The International Telecommunication Union (ITU) concluded its Plenipotentiary meeting in Guadalajara recently. The Plenipot, which happens once every four years, is the most important decision-making process for the 160-nation intergovernmental organization. For students of Internet governance, the Plenipot was notable for its attempt to resolve the issue of “ITU's collaboration and coordination with other relevant organizations” namely, the ODii or organically developed internet institutions (IETF, ICANN, the Internet Society, the RIRs, and the W3C). The growth of the ODii has provided an alternative locus of global governance authority over communications, often leading to clashes with the ITU and its nation-state members. The official ITU resolutions – which IGP provides here – actually mention ICANN by name, albeit in a footnote. According to one observer, “This is the first time to my knowledge that the name of ICANN appears in a ITU resolution, and the decision was preceded by a long and – at times – rather heated debate.” Proposals by countries such as Russia to transform ICANN’s Government Advisory Committee (GAC) into an intergovernmental organization with oversight powers over ICANN,” or to create a “progressive cooperation agreement between ITU and ICANN and define a mechanism to increase the participation of governments” were all struck from the text. To us, this was not surprising, given the support the ODii enjoy from the U.S. and other important governments. But sources report that it took determined efforts by a small group of member states led by the U.S. to produce this result.
For a very good analysis of the meeting, see Monika Ermert's article in IPWatch.
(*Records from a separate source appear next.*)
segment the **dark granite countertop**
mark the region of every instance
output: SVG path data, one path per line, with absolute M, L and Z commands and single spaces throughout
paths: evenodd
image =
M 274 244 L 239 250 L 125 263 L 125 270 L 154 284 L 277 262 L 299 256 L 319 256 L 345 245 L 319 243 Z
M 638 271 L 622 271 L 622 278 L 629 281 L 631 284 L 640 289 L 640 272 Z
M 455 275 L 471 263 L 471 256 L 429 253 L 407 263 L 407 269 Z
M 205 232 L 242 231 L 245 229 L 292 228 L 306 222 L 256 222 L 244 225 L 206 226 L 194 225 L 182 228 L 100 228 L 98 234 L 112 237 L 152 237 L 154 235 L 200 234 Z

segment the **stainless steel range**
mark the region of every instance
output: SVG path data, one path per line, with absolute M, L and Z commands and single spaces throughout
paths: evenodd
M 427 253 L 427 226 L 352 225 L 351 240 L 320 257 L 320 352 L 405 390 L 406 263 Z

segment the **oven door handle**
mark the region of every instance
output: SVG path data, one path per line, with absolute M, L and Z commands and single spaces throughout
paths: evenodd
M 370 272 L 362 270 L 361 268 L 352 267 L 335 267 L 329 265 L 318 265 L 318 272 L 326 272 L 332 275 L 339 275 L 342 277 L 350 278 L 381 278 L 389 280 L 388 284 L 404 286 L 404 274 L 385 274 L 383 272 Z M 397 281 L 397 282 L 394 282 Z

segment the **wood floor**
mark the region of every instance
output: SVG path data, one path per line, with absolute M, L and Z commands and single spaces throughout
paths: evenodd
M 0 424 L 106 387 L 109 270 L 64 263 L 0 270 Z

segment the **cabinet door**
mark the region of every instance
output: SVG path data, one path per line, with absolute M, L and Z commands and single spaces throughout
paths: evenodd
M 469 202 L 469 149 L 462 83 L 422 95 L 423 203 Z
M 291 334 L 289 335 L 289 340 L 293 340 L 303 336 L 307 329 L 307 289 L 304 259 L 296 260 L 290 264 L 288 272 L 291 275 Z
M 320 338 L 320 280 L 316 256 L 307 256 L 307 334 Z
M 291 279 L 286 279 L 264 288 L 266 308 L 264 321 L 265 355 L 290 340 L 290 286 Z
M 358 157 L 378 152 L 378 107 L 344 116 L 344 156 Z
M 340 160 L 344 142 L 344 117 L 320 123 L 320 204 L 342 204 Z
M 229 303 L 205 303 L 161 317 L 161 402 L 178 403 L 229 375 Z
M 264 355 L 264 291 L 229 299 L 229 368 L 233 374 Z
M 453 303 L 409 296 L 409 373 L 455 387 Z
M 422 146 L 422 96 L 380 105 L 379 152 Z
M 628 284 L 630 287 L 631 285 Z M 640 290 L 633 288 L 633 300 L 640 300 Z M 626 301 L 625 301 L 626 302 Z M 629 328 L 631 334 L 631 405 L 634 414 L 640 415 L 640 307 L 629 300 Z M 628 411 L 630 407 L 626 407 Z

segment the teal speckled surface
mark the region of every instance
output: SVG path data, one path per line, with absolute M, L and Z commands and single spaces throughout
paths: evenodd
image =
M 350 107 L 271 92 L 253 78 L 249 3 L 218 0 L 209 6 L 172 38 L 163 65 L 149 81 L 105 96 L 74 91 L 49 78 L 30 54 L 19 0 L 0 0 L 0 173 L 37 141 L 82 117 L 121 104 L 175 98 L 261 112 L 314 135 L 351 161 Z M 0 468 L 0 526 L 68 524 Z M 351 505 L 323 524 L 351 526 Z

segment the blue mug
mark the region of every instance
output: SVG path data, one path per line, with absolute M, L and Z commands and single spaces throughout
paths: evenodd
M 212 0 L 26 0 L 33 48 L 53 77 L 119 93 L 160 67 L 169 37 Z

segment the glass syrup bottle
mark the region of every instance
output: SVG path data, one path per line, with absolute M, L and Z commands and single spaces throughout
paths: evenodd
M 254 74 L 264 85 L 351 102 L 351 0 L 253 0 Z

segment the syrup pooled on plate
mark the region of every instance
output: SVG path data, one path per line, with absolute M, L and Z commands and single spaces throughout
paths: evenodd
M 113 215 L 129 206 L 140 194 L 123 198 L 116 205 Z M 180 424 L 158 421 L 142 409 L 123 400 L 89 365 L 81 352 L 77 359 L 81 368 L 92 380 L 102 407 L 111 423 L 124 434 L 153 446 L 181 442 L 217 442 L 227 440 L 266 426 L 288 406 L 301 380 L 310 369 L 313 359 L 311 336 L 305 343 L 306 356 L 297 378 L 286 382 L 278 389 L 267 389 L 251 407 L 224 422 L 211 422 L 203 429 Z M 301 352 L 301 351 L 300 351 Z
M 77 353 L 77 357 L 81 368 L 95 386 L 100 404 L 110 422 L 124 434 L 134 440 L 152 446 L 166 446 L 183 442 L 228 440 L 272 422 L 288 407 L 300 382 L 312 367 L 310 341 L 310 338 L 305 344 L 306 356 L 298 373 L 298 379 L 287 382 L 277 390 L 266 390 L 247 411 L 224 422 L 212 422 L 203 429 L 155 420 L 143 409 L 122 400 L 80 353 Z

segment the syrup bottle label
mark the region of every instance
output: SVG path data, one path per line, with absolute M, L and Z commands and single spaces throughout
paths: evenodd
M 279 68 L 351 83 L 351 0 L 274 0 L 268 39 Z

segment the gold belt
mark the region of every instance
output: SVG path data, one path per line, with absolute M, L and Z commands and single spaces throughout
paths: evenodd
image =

From that account, it doesn't sound like the ITU-ICANN tensions have been completely resolved, but they do seem to have taken a step forward toward some kind of mutually agreed division of labor.
The ITU is reported to have taken another important and progressive step by inching toward making its documents more accessible to its members and the public. Ermert reported that the ITU promised to make package of resolutions agreed in Guadalajara freely accessible to the public. Later, we learned that the Resolutions “will be freely accessible to the general public when ready in [printed] publication form, i.e. by end February 2011.” But, IGP has obtained a pdf copy of the resolutions and inspired by the spirit of Resolution 66, we make it available here.